Hatırladığım kadarıyla Halkı sokağa çağıran ve kendisi sokakta olmayan Cumhurbaşkanımızın 15 temmuz günü çağırısının aksine herkesi sokağa çağırmak yerine kendisi ve bir grup arkadaşıyla demokratik tepkisini İstanbula kadar yürüyerek göstermeye çalışan bir Pati lideri var. Adalet talebini tüm Ülkemiz için istiyor… Fedakar ve cefakarca… Birçok siyasal hareket, sendika ve sivil örgüt Adalet yürüyüşünü destekliyor.
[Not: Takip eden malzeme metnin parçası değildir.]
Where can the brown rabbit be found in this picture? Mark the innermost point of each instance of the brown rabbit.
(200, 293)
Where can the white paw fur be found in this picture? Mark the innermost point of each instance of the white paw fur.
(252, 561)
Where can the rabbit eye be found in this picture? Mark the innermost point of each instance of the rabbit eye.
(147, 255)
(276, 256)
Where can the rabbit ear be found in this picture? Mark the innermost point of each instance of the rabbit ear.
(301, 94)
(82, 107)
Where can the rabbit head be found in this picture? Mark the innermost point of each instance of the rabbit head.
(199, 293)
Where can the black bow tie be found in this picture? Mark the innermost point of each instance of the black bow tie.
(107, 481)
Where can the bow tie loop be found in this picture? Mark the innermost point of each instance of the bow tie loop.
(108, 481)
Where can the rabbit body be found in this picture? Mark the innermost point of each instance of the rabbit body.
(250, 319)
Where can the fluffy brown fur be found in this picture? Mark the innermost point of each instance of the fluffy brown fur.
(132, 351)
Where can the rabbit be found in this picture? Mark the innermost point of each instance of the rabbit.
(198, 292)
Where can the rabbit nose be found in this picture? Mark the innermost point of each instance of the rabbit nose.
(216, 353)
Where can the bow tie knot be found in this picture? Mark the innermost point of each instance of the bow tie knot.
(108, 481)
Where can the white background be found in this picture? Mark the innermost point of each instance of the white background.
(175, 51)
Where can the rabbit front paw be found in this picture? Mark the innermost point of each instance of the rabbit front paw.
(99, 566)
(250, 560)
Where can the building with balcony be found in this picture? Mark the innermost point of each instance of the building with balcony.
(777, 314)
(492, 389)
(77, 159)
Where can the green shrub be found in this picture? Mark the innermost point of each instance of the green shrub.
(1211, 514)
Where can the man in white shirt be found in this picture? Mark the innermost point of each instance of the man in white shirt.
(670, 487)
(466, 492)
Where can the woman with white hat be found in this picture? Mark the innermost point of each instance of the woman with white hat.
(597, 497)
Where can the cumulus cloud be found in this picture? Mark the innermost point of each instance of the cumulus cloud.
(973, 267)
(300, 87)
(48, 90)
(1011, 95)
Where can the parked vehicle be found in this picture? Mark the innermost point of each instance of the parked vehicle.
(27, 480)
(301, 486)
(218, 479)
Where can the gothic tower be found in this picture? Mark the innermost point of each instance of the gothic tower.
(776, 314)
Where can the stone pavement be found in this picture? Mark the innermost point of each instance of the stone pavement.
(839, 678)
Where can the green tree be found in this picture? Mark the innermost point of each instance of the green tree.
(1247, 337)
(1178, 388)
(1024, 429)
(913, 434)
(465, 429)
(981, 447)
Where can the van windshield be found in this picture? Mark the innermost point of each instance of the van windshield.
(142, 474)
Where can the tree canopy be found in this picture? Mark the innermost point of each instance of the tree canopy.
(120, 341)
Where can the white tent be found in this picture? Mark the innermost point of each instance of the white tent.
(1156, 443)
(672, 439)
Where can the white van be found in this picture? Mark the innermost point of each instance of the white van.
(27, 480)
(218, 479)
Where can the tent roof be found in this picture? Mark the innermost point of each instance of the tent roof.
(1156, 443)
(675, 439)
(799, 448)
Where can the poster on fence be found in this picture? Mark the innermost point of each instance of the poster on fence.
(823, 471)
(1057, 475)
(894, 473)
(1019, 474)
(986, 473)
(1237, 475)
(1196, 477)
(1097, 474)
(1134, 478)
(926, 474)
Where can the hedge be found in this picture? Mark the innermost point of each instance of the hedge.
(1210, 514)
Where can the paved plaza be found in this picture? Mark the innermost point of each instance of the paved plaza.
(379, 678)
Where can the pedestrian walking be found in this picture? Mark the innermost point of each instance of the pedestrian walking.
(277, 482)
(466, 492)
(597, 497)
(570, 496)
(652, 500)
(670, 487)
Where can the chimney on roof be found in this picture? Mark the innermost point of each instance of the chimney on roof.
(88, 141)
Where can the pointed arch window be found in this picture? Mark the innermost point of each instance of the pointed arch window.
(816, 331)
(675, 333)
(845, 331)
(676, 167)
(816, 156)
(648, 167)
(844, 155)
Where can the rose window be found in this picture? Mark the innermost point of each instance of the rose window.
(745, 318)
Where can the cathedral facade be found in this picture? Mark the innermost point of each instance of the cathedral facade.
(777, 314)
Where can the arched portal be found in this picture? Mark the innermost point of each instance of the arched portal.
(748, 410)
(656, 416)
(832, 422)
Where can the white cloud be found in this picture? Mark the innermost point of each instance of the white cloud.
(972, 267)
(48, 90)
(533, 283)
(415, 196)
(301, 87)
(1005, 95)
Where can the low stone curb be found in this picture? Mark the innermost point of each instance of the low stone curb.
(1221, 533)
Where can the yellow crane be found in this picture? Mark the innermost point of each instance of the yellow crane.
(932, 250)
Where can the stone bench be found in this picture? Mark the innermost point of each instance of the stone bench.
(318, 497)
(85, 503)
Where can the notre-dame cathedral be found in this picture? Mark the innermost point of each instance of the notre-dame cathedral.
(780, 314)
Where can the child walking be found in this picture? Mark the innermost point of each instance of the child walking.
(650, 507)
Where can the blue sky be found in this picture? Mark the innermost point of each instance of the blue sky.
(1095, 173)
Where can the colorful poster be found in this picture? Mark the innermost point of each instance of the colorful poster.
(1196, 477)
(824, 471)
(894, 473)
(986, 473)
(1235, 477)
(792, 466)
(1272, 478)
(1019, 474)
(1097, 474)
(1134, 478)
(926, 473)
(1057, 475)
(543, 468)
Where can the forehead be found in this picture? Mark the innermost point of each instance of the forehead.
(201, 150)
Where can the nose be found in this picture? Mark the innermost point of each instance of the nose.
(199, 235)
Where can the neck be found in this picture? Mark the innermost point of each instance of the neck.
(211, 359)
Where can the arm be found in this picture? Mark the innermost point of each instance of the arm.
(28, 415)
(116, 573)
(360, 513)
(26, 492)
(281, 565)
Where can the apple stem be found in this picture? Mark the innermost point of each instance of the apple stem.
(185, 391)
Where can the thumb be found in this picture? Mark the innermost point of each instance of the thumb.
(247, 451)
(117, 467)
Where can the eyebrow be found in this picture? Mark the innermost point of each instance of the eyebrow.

Bir anı bir anına uymayan dış politika ile güven vermeyen bir Ülke görünümündeyiz. Ancak bu durumdan ve Cumhurbaşkanından hoşlanmayan emperyal niyetli ülkeler var. Feto belasını ülkemizin üzerine bir kabus gibi çöktüren bu Ülkelerin marifeti olduğunu her kes kabul ediyor. Yıllarca Fettullah Gülen’in CiA ajanı olduğunu ve tedbir alınması gerektiğini yazan, söyleyen bu ülkenin yurtseverlerine kulağını tıkayan ve hatta bunları cezalandıran AKP Hükümetleri değilmiydi. Fettullah Hoca hareketnin beslenmesi, gelişmesi ne ortak olan AKP Hükümetleri değilmiydi. Yakın bir zaman önce ne oldu da Feto’ya karşı mücadeleye başlandı. Geç kalınmasaydı darbe girişimi olurmuydu. Geç kalınmasaydı bunca genç Feto terör örgütünün ağına düşermiydi.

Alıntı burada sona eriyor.